Let $R$ be a commutative Noetherian ring, $\mathfrak{a}$ an ideal of $R$, and $M,N$ two finitely generated $R$-modules. Let $t$ be a non-negative integer. It is shown that for any finitely generated $R$-module $L$ with $\mathrm{Supp}(L)\subseteq \mathrm{Supp}(M)$, the following statements hold:

(i) $\mathrm{Supp}({\mathrm{Ext}}_R^t(L;N))\subseteq {\cup }_{i=0}^t\mathrm{Supp}({\mathrm{Ext}}_R^i(M;N))$;

(ii) $\mathrm{Ass}({\mathrm{Ext}}_R^t(L;N))\subseteq \mathrm{Ass}({\mathrm{Ext}}_R^t(M;N))\cup ({\cup }_{i=0}^{t-1}\mathrm{Supp}({\mathrm{Ext}}_R^i(M;N)))$.
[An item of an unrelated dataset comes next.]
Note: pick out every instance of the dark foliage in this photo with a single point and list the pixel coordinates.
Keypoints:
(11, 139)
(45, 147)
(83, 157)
As an immediate consequence, we deduce that if $\mathrm{Supp}(H_{\mathfrak{a}}^i(N))$ or $\mathrm{Supp}(H_{\mathfrak{a}}^i(M;N))$ is finite for all $i<t$, then the set ${\cup }_{n\in \mathbb{N}}\mathrm{Ass}({\mathrm{Ext}}_R^t(M/{\mathfrak{a}}^{n}M,N))$ is finite. In particular, if $\mathrm{grade}(\mathfrak{a},N)⩾t$ then the set  $\mathrm{Ass}({\mathrm{Ext}}_R^t(M/{\mathfrak{a}}^{n}M,N))$ is finite.